Selected first in the 1987 NBA Draft by the San Antonio Spurs, he had to wait 2 years to finish his military service before joining the club. One fun fact: The Navy actually excused him from remaining 3 years of service remaining, explaining that his size prevented him from fulfilling several tasks. That was a blessing to be a big man, ain’t it?
The Admiral actually ended his career averaging 21.1 PPG, 10.7 RPG, 3 BPG and 2.5 APG. He ranks sixth in the all-time list of blocks leader, just one place after his junior teammate Tim Duncan.
5. Tim Duncan
Total blocks in career: 4,225
Blocks averaged in career: 3 BPG
Achievements: 5× NBA champion (1999, 2003, 2005, 2007, 2014), 3× NBA Finals MVP (1999, 2003, 2005), 2× NBA Most Valuable Player (2002, 2003)
Duncan ended up with San Antonio Spurs through the 1997 NBA Draft and played for this team until he ended his career in July 2016. Duncan won the rings five times in the NBA and he was personally elected twice as Most Valuable Player, three times as NBA Finals Most Valuable Player and fifteen times as NBA All-Star. He is considered the best power forward of all time by a lot of pundits. Starting in the 2019-20 NBA season, Duncan begins a coaching career as an assistant to his former Spurs coach Gregg Popovich.
Besides being known as a good scorer, he was actually a solid defender, averaging 2.2 blocks per game. This talent of defending had already been discovered since he was in college. Duncan was the first player in the history of NCAA to reach 1,500 points, 1,000 rebounds, 400 blocks and 200 assists.
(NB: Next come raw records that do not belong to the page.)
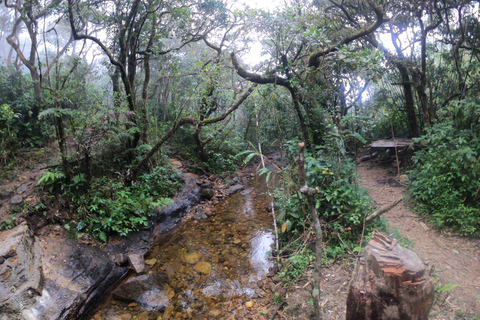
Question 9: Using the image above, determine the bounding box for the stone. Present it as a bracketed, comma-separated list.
[193, 208, 207, 220]
[0, 189, 13, 199]
[145, 258, 157, 267]
[112, 272, 174, 311]
[183, 251, 202, 264]
[114, 253, 128, 266]
[128, 253, 145, 274]
[10, 194, 23, 204]
[21, 237, 126, 320]
[200, 187, 215, 200]
[17, 183, 27, 194]
[208, 309, 222, 319]
[137, 312, 148, 320]
[240, 189, 253, 196]
[227, 184, 245, 194]
[0, 225, 43, 319]
[163, 306, 173, 320]
[193, 262, 212, 274]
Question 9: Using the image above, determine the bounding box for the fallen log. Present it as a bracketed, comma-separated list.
[346, 232, 434, 320]
[365, 198, 403, 222]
On February 27, 2016, he became the 6th best rebounder in NBA history surpassing Karl Malone and making his 3000th career block the same evening.
4. Mark Eaton
Total blocks in career: 3,064
Blocks averaged in career: 3.5 BPG
Achievements: NBA All-Star (1989), 2× NBA Defensive Player of the Year (1985, 1989), 3× NBA All- Defensive First Team (1985, 1986, 1989), 2× NBA All-Defensive Second Team (1987, 1988)
Until he was 21, Eaton had never played basketball at high school or college level. But due to his enormous height of 2.25 m, Eaton was encouraged to play basketball in the nearby UCLA. Eaton hardly got any playing time, was not considered a talent after completing his four college years. He was picked 72nd in the 1982 NBA Draft by Utah Jazz.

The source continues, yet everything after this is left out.